Vol.33 インタビュー:株式会社タイタン 代表取締役 太田光代さん

仕事と私 挑戦を通じて

頭の中のことを具現化すると どうしても「挑戦的」になってしまうんです

「シネマライブ」という前例のないチャレンジ

私が社長を務め、爆笑問題など21組のタレントが所属する芸能事務所タイタンでは、2カ月に1回のライブを15年以上続けてきました。このイベントの悩みは、チケットがすぐに完売してしまい、多くのお客さまに見ていただくことが難しいという点。DVDにすれば何万人という方々に見ていただくことができますが、ライブの魅力は、その日その場だけ、二度と同じものを再現できないという点にあります。その臨場感を保ったままで、多くの人にタイタンのお笑いを楽しんでいただくことはできないか。その問いへの答えが、「シネマライブ」でした。

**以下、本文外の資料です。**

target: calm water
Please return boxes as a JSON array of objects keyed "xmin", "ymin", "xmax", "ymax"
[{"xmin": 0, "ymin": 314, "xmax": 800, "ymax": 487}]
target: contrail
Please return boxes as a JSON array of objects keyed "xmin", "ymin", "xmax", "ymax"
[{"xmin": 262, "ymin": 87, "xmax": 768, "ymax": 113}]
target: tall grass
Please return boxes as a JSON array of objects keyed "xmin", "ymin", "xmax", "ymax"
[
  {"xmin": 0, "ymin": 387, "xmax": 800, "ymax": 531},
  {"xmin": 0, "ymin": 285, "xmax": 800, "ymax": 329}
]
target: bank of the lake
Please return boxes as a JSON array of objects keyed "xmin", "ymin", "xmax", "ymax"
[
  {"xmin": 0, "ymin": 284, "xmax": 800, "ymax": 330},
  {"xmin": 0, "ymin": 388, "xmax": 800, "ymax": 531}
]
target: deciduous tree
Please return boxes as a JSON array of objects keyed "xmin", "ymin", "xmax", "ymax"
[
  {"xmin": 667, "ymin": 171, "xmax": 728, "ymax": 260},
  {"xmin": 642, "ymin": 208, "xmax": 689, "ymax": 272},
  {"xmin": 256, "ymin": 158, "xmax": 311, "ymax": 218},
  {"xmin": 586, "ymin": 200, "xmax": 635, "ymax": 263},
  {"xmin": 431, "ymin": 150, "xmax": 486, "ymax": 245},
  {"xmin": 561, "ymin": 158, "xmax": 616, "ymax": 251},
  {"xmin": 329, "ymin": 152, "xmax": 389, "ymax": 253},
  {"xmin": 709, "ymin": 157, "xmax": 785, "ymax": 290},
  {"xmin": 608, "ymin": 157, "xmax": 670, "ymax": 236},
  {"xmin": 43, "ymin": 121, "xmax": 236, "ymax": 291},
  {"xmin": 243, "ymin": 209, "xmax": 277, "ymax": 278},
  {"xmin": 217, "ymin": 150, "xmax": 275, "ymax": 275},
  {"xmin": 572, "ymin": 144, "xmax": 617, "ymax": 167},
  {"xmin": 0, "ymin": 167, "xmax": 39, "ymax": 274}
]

お笑いのライブを各地の映画館のスクリーンに生中継するシネマライブに挑戦したのは、2009年のことです。お客さまは、椅子に座って飲み物を片手にリラックスして映像を観ることができる。でも、そこで流れている映像は、ライブ会場で芸人さんたちがリアルタイムで演じているネタです。最近では映画のスクリーンを使った生中継という手法は珍しくないですが、当時は前例のない試みでした。

太田光代さん

その一方で、演じる芸人さんたちとカメラマンなどスタッフの方々は、相当苦労したと思います。映画館の巨大なスクリーンは、演者の細かな動きをすべて映し出すので、ネタのうまさも拙さもすべて分かってしまいます。これには、芸人さんたちはかなりとまどったようです。一方、私がカメラマンに要求したのは、「お客さまが直にライブを観ているような映像を撮ること」でした。テレビのような凝ったカメラワークは禁止。あくまでも自然に見えるように撮ってほしいとお願いしました。これも、始めはかなり大変だったと思います。

おかげさまで、この試みは多くのお客さまに支持され、現在では、年6回、全国8つの映画館で継続的に開催できるようになりました。

映画づくりとレストランシアターへの挑戦

私が何のスキルもないまま、芸能プロダクションの社長に挑戦したのは、爆笑問題の2人、太田光と田中裕二をマネジメントする必要があったからです。追い詰められた末に選んだ道でしたが、やってみると、社長業は肌に合っていると感じました。

私は子どもの頃から、考えすぎて疲れ果ててしまうという癖を持て余していました。頭の中をいろいろなアイデアや心配事がぐるぐる回って、ヘトヘトになってしまうのです。しかし、社長になって、その癖を逆に活かせることに気がつきました。頭の中に浮かんだアイデアをビジネスとして具現化できるようになったので、ストレスがたまらなくなったのです。

シネマライブをはじめ、私はこれまで、インターネットコンテンツの配信会社、映画制作会社、ハーブ専門店、フラワーショップなどさまざまな事業にチャレンジしてきました。芸能事務所の社長が取り組む事業としては、どれもチャレンジングなものですが、「挑戦してやろう」という気持ちがあるわけではありません。頭の中のことを実現しようとすると、結果的に挑戦的なことが多くなってしまうのです。

今後、大きな挑戦となりそうなのは、太田光の映画づくりの夢を実現させることです。彼は過去に一度脚本を書き始めたことがあるのですが、完成してみると、どう考えても映画化不可能な『マボロシの鳥』という小説になってしまいました。「映画会社と話し合いをして、映画の制作会社まで作ったのに、何考えてんの!」と腹が立ちましたが、彼が本気にならなければどうしようもないことも知っていました。

太田がいよいよ危機感をもって脚本づくりに取り組み始めたのは、この1年ほどのことです。映画監督として成功している先輩の芸人さんと比較されたりもしますが、彼は彼です。自分のつくりたい世界を見極めて、夢を実現させてほしいですね。

もう一つの私の夢は、いろいろな事業を統合して「レストランシアター」をつくることです。お笑いのライブやジャズの演奏、映画などを楽しみながら、おいしい食事が味わえる。そんな、大人が楽しめる場所を生み出すことに、いつか挑戦したいと思っています。

太田光代さん

profile
1964年、東京都生まれ。雑誌モデルなどを経てタレントに。90年、同じプロダクションに所属していた漫才コンビ、爆笑問題の太田光氏と結婚。1993年に芸能プロダクション「タイタン」を設立し、社長に就任する。ハーブ、アロマの専門店「ウィッチムーン」、トータルリラクゼーションスペース「キューピットハート」、フラワーショップ「アリエル」なども経営している。著書に『女子社長の優雅で過激な毎日』(大和書房)などがある。